Controlled drug delivery and release in brain tumors with focused ultrasound

Several passive and active strategies based on different nanoparticle (NP) formulations have been proposed for improving drug delivery in brain tumors. Despite improved NP designs, drug accumulation in brain tumors remains very low. In this talk, we will present two different strategies to improve the penetration of therapeutic agents in brain tumors. The first uses transcranial focused ultrasound (FUS) in combination with microbubbles to overcome the vascular barriers of brain tumors. Our findings indicate that ultrasonically actuated microbubbles can increase the interstitial convective transport (Penon-FUS ≈ 0.1 to PeFUS ≈ 20), in addition to alleviating the vascular barriers, and improve the extravasation of fluorescently labeled NPs (∼40 nm in diameter) in healthy mice brain and mice brain tumor models. The second strategy employs transcranial MR guided focused ultrasound (MRgFUS) combined with low temperature sensitive liposomes loaded with doxorubicin (LTS-Dox ∼ 100 nm in diameter).

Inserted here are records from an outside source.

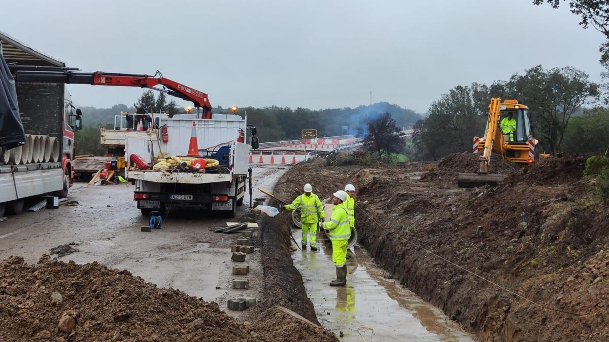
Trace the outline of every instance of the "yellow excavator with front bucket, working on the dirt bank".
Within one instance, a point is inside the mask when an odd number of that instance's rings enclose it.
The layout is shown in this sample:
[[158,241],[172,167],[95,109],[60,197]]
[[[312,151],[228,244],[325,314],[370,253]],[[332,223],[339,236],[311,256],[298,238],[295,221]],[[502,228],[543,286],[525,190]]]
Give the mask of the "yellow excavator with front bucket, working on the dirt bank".
[[[515,129],[504,134],[501,120],[511,114],[516,120]],[[538,140],[533,138],[529,107],[518,103],[518,100],[504,100],[493,97],[488,106],[487,127],[483,137],[474,137],[473,152],[480,155],[480,167],[477,173],[458,173],[459,187],[477,187],[496,185],[507,175],[488,173],[491,153],[499,153],[507,161],[519,164],[533,164],[535,161],[535,145]]]

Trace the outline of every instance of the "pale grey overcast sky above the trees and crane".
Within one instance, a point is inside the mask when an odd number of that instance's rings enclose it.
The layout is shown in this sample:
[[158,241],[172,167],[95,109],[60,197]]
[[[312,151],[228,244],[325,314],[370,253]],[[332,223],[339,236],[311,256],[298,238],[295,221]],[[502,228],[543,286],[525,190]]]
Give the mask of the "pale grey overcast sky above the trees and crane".
[[[425,112],[456,85],[541,64],[600,80],[603,37],[532,0],[10,1],[0,30],[83,71],[154,74],[214,106]],[[12,13],[7,15],[6,13]],[[80,105],[132,105],[139,88],[70,85]],[[186,102],[178,101],[180,105]]]

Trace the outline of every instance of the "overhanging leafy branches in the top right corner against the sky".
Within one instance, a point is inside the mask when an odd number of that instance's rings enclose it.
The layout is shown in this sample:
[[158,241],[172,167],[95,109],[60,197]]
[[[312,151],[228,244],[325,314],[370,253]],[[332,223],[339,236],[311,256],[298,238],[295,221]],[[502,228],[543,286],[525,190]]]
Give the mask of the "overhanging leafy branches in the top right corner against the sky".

Using an optimized MRgFUS system and closed-loop methods for controlled transcranial hyperthermia (∼10 min), we were able to significantly increase doxorubicin uptake in LTS-Dox + FUS group as compared to LTS-Dox and free Dox groups (<0.01) in mice brain tumor model. Our results demonstrate that these therapeutic strategies provide unique opportunities to improve the delivery of NPs and their cargo in the brain and brain tumor microenvironment.